Our 11th Anniversary

Wow! Eleven years ago today, my feet were killing me, my hair was plastered with hairspray (probably bullet proof), I was freezing my butt off, but... I got to be sealed to the man I love forever! Paul still teases me because I was so nervous that day and when I said "yes" I had a frog in my throat. I sounded just like the albino in "the pit of despair" (The Princess Bride) when I spoke. I guess it didn't matter though, it worked! And here we are 11 years later, and he is still the one I want to be with (good thing). I'd rather hang out with Paul than with anyone else. There could NEVER be a more perfect fit for me. No one else would have the patience. I'm not going to lie...I am emotionally HIGH MAINTENANCE! If I could graph my emotions it would probably look something like the "Wicked" roller coaster. Paul is so patient and understanding. Now I'm not going to go on, and on, and on about how he's the bomb, and how awesome he is at EVERYTHING, and how talented he is on so many different levels, or how smart he is and is such a hard worker, and what an excellent father he is to my little girls, no, no, no, I won't do that! I'm just going to say how happy I am to be married to such a wonderful person who makes me want to be a better person. And, if I had it all to do over again, I would definitely say
"YhhES" all over again.

Nat + Paul = Love 4 ever

Monday, December 1, 2008

a few things I don't want to forget...

Daddy: Averie, I love you.

Averie: Daddy, I love gowd fishies.

Daddy: Do you love your daddy?

Averie: Yep, I do.

Daddy: How much?

Averie: Um, yike a basebaw game.

Don't know how much that is exactly, but it must mean a lot. It made me laugh.

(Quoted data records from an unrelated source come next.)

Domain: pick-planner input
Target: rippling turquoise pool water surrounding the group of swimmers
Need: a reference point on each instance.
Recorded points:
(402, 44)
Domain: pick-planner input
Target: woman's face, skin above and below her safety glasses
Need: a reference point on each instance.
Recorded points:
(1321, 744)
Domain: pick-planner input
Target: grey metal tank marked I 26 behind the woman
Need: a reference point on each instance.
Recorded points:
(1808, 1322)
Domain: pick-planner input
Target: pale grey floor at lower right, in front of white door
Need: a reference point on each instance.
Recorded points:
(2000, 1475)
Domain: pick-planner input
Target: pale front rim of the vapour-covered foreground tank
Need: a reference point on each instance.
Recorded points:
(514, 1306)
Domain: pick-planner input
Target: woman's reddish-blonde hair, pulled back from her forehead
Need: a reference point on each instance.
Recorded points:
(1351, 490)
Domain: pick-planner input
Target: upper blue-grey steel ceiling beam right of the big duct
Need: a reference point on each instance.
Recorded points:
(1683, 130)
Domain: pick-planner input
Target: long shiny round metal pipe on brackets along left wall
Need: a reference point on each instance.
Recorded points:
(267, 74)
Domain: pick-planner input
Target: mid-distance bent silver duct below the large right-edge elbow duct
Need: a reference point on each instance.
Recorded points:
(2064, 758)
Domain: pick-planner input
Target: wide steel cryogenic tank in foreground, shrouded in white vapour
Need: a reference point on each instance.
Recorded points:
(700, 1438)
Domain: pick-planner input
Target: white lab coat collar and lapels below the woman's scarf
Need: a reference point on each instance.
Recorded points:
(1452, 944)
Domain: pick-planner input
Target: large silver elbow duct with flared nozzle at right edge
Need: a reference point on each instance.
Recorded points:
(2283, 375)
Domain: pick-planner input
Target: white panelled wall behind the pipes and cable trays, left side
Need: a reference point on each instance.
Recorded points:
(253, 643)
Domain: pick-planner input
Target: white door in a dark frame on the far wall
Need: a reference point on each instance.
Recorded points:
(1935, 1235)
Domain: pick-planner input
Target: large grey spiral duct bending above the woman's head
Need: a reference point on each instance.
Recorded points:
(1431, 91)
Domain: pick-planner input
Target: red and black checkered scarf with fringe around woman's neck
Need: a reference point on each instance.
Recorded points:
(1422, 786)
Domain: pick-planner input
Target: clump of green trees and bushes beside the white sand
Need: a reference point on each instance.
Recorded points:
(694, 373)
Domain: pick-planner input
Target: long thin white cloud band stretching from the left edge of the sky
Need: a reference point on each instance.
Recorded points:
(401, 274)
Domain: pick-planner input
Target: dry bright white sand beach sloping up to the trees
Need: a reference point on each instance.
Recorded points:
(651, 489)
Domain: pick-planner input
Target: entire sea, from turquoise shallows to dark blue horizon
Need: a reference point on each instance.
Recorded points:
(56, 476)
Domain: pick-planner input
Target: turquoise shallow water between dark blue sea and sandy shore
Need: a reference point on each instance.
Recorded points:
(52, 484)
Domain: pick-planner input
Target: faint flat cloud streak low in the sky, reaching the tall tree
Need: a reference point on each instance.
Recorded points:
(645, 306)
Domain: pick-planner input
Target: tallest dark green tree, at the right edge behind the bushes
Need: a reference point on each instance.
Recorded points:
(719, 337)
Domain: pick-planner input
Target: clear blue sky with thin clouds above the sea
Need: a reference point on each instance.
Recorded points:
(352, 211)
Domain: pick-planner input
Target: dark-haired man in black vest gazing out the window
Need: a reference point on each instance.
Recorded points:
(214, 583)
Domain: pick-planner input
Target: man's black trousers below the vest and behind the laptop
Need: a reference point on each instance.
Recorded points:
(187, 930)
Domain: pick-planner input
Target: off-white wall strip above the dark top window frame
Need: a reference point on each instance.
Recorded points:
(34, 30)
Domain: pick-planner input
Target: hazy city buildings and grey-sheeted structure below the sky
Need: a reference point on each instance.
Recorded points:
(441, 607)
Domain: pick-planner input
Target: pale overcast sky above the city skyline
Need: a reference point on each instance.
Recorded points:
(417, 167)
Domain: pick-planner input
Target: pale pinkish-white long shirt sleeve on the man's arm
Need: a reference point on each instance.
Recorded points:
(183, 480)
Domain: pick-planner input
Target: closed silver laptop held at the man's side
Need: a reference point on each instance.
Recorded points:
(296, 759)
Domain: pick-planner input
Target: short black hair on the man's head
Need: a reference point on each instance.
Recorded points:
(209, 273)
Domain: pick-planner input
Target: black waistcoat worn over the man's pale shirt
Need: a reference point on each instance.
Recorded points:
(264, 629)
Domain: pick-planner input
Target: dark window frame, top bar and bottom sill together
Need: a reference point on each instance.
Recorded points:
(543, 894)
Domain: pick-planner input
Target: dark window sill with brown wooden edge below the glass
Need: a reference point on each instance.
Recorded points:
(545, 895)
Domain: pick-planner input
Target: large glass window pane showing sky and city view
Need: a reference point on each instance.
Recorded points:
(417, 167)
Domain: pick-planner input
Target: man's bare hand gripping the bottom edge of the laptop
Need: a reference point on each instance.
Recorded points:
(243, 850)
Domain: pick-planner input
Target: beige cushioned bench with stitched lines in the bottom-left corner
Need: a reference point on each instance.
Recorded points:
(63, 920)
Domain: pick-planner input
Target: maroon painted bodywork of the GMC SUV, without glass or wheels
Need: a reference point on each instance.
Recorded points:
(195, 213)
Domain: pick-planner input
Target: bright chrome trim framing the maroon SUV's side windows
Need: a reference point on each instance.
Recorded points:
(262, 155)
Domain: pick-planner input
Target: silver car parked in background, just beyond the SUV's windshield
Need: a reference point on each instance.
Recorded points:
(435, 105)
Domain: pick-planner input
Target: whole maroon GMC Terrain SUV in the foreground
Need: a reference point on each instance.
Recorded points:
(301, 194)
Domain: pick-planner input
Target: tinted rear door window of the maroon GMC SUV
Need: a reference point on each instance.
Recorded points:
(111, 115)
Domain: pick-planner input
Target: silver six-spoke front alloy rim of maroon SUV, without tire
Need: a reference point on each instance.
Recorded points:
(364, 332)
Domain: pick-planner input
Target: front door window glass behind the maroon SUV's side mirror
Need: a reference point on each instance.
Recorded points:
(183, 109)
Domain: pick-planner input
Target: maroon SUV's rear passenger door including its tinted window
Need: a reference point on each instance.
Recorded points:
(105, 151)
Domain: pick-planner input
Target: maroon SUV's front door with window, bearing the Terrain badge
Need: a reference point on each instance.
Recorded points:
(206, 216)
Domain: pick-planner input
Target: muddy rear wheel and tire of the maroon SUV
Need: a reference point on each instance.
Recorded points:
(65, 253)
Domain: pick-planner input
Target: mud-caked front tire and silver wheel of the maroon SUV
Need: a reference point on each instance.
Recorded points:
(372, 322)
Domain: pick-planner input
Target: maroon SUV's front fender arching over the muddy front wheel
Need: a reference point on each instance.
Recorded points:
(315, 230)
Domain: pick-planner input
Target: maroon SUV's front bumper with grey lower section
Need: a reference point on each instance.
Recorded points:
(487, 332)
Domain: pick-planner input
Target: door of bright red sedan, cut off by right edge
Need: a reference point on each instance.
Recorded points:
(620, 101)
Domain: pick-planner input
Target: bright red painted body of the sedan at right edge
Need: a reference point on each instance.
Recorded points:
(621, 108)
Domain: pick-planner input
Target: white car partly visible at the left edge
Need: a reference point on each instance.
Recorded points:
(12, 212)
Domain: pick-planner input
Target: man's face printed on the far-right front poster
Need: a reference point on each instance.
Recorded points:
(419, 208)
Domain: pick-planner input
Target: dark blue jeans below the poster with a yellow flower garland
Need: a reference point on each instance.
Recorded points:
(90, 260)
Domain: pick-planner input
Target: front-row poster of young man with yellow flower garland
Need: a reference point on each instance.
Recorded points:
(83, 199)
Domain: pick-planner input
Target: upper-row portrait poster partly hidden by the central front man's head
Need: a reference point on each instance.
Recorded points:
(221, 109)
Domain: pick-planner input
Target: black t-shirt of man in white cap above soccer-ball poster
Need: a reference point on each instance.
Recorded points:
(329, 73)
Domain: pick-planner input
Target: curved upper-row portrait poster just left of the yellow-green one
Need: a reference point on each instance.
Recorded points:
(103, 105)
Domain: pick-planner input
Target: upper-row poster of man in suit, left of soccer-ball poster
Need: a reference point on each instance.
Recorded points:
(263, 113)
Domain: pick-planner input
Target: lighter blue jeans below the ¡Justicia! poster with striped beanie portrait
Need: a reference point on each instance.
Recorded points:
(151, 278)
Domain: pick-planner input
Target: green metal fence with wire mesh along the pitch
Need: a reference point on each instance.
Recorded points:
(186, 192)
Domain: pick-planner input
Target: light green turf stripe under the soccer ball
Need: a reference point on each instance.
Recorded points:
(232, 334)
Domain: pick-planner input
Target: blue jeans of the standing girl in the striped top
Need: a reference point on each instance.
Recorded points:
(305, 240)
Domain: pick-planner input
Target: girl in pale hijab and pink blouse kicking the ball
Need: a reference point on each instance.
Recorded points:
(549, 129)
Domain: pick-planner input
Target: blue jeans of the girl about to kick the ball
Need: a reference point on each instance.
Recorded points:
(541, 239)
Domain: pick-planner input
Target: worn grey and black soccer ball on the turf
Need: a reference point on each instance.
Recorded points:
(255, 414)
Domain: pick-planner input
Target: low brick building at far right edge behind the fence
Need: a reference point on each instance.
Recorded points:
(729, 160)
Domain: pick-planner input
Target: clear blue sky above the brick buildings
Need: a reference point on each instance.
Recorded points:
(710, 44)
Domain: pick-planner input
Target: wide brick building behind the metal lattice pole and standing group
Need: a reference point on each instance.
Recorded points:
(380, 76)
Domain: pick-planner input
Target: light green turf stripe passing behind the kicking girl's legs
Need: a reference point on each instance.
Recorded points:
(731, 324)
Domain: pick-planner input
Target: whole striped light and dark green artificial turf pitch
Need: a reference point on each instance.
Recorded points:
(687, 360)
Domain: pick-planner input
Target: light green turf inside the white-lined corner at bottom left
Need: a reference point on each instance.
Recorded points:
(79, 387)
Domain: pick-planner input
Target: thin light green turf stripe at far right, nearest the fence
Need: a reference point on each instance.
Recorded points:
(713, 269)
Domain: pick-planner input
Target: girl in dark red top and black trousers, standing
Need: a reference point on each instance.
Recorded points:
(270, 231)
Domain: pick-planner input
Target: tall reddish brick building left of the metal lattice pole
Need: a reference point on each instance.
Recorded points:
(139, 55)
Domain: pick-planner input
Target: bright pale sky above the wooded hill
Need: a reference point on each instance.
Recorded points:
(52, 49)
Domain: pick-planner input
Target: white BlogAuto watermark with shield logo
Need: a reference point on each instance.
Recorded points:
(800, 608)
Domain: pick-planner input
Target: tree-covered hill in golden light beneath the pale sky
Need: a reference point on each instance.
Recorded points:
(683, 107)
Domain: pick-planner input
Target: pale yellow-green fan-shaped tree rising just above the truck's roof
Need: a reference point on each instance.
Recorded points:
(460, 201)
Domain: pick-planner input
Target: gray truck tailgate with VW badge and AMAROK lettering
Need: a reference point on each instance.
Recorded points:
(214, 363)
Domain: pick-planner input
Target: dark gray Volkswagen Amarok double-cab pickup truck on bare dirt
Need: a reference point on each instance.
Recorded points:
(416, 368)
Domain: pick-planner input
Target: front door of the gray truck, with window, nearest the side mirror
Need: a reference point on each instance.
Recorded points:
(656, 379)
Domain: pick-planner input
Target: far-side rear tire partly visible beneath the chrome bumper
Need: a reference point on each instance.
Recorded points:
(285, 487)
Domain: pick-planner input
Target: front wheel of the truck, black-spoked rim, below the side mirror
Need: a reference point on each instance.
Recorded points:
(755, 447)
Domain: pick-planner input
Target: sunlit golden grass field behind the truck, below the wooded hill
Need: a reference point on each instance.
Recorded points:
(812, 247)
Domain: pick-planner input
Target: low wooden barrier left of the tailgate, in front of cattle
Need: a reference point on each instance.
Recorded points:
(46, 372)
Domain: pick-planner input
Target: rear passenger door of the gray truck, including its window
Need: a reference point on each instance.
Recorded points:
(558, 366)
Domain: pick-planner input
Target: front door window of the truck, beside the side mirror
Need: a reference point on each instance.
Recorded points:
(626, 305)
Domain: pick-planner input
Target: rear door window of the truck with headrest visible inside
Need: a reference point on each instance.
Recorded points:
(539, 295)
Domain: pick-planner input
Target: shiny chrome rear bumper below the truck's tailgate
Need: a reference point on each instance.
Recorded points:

How do you know you live in the sticks?

When on your way to church your 7 year old daughter bursts out laughing and pointing. "That is the funniest thing I've ever seen! That cow was trying to give that other cow a piggy back ride!"
Good times:)

Ellie is trying out some new "cool" words and gestures lately. She'll say, "OH SNAP!" I can't find my shoes, or whatever else seems to be a big deal to her. And now when she gets done with a sentence she'll point to her eyes and then to mine (like Doug Focker on Meet the Parents). I'm not sure if she's trying to be funny or if she is really going to be watching me at all times. She's pretty serious about it though. I just shake my head yes, like I understand completely.